From a8f3010040ce5b8dc14033d2ec151498fe2fbd97 Mon Sep 17 00:00:00 2001
From: RMI78 <romain.escrime@gmail.com>
Date: Fri, 16 Jun 2023 12:45:26 +0000
Subject: [PATCH] Fix empty and multiple values headers

---
 tests/attack/test_mod_wapp.py       | 83 ++++++++++++++++++++++++++++-
 wapitiCore/wappalyzer/wappalyzer.py | 45 +++++++++++-----
 2 files changed, 113 insertions(+), 15 deletions(-)
diff --git a/tests/attack/test_mod_wapp.py b/tests/attack/test_mod_wapp.py
index 8dfcc0eb4..31c88a48c 100644
--- a/tests/attack/test_mod_wapp.py
+++ b/tests/attack/test_mod_wapp.py
@@ -141,6 +141,7 @@ async def test_html_detection():
             '["Development"], "groups": ["Web development"]}'
         )
 
+
 @pytest.mark.asyncio
 @respx.mock
 async def test_dom_detection():
@@ -193,7 +194,6 @@ async def test_dom_detection():
             assert arg[1]["info"] in expected_result
 
 
-
 @pytest.mark.asyncio
 @respx.mock
 async def test_script_detection():
@@ -307,6 +307,87 @@ async def test_headers_detection():
         )
 
 
+@pytest.mark.asyncio
+@respx.mock
+async def test_headers_multiple_values_detection():
+    # Test if application is detected using its headers regex with multiple values
+    respx.get("http://perdu.com/").mock(
+        return_value=httpx.Response(
+            200,
+            text="<html><head><title>Vous Etes Perdu ?</title></head><body><h1>Perdu sur l'Internet ?</h1> \
+                    <h2>Pas de panique, on va vous aider</h2> \
+                    <strong><pre>    * <----- vous &ecirc;tes ici</pre></strong> \
+                    </body></html>",
+            headers={"Server": "Cherokee/1.3.4",
+                     "Server": "cloudflare"}
+        )
+    )
+
+    persister = AsyncMock()
+    home_dir = os.getenv("HOME") or os.getenv("USERPROFILE") or "/home"

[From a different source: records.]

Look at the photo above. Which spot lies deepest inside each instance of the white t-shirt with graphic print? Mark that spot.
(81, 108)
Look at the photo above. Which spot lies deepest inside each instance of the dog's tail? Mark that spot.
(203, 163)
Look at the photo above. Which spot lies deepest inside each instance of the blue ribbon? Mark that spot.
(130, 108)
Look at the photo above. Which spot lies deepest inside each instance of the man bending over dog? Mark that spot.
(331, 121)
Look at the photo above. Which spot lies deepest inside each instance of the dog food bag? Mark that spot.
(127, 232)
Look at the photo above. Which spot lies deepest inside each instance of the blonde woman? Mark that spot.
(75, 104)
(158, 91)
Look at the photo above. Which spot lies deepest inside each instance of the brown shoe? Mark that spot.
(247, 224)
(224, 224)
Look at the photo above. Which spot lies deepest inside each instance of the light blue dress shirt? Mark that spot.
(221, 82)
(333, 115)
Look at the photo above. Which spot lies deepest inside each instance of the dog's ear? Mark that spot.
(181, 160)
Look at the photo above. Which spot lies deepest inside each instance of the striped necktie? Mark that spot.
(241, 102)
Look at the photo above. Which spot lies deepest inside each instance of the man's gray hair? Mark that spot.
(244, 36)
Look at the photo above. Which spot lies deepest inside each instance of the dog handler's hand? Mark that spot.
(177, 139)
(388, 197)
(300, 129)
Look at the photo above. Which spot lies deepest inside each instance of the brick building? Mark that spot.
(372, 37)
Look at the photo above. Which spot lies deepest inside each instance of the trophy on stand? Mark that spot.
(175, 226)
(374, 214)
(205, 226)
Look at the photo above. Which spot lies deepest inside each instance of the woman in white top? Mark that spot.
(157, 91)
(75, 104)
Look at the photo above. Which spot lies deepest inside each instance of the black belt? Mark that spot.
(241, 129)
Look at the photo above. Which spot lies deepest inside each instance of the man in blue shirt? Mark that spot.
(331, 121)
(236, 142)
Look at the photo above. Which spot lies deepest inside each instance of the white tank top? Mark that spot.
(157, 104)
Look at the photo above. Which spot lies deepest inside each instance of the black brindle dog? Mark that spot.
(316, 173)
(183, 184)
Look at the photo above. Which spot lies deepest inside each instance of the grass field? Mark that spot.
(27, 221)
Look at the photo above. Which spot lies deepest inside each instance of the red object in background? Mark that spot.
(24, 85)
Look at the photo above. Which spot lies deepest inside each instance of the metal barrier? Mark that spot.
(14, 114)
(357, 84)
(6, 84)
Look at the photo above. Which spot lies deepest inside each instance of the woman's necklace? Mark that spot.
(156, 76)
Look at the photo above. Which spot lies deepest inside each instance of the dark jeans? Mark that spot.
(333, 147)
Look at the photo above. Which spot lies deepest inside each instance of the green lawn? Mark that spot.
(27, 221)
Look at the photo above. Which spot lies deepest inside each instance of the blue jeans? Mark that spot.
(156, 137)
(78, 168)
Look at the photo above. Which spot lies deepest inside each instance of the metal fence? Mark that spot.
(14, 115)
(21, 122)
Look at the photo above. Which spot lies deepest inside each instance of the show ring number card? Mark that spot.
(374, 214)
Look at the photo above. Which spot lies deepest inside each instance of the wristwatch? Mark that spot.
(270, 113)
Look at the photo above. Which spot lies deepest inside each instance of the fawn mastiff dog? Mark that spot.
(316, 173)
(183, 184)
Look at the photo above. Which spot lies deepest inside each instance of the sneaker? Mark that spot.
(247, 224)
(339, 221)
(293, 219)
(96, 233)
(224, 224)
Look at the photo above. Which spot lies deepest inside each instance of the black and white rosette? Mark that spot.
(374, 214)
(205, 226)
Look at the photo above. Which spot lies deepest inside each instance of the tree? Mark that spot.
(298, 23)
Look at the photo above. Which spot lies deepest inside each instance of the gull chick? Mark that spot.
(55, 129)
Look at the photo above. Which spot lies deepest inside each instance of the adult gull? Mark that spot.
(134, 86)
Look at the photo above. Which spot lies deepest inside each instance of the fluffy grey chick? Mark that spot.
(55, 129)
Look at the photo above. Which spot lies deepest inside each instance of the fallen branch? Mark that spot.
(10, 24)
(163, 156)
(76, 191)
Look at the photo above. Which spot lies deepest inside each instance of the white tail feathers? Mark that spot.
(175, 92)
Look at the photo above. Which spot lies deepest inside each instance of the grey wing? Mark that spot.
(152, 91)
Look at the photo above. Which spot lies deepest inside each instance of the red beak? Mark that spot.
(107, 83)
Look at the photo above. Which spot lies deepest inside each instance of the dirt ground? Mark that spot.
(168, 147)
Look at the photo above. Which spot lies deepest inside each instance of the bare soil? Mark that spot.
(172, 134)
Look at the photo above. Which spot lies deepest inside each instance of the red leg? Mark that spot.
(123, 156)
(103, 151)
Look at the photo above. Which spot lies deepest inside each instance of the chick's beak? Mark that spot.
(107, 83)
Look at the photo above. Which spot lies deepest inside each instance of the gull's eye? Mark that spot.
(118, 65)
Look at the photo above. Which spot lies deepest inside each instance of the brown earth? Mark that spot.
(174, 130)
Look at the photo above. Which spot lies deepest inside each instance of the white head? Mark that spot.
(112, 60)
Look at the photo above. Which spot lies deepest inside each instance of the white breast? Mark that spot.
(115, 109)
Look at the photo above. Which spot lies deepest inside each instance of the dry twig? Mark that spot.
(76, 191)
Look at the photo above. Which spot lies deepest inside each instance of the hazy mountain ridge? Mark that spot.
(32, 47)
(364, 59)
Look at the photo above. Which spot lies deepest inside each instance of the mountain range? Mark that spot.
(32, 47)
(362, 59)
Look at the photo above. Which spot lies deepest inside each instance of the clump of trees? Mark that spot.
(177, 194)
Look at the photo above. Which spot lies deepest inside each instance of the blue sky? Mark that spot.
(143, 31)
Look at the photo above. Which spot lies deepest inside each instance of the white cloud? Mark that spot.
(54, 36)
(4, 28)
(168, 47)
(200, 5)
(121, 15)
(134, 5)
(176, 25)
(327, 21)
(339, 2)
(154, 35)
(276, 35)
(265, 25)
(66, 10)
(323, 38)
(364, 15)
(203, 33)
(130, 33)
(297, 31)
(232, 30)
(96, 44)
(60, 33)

+    base_dir = os.path.join(home_dir, ".wapiti")
+    persister.CONFIG_DIR = os.path.join(base_dir, "config")
+
+    request = Request("http://perdu.com/")
+    request.path_id = 1
+
+    crawler_configuration = CrawlerConfiguration(Request("http://perdu.com/"))
+    async with AsyncCrawler.with_configuration(crawler_configuration) as crawler:
+        options = {"timeout": 10, "level": 2}
+
+        module = ModuleWapp(crawler, persister, options, Event(), crawler_configuration)
+
+        await module.attack(request)
+
+        expected_output = [
+            '{"name": "Cherokee", "versions": ["1.3.4"], "categories": ["Web servers"], "groups": ["Servers"]}',
+            '{"name": "Cloudflare", "versions": [], "categories": ["CDN"], "groups": ["Servers"]}'
+
+        ]
+
+        assert persister.add_payload.call_count
+        for arg in persister.add_payload.call_args_list:
+            assert arg[1]['info'] in expected_output
+
+
+@pytest.mark.asyncio
+@respx.mock
+async def test_headers_empty_values_detection():
+    # Test if application is detected using its headers regex with multiple values
+    respx.get("http://perdu.com/").mock(
+        return_value=httpx.Response(
+            200,
+            text="<html><head><title>Vous Etes Perdu ?</title></head><body><h1>Perdu sur l'Internet ?</h1> \
+                    <h2>Pas de panique, on va vous aider</h2> \
+                    <strong><pre>    * <----- vous &ecirc;tes ici</pre></strong> \
+                    </body></html>",
+            headers={"X-CF1": "",
+                     "X-CF2": ""}
+        )
+    )
+
+    persister = AsyncMock()
+    home_dir = os.getenv("HOME") or os.getenv("USERPROFILE") or "/home"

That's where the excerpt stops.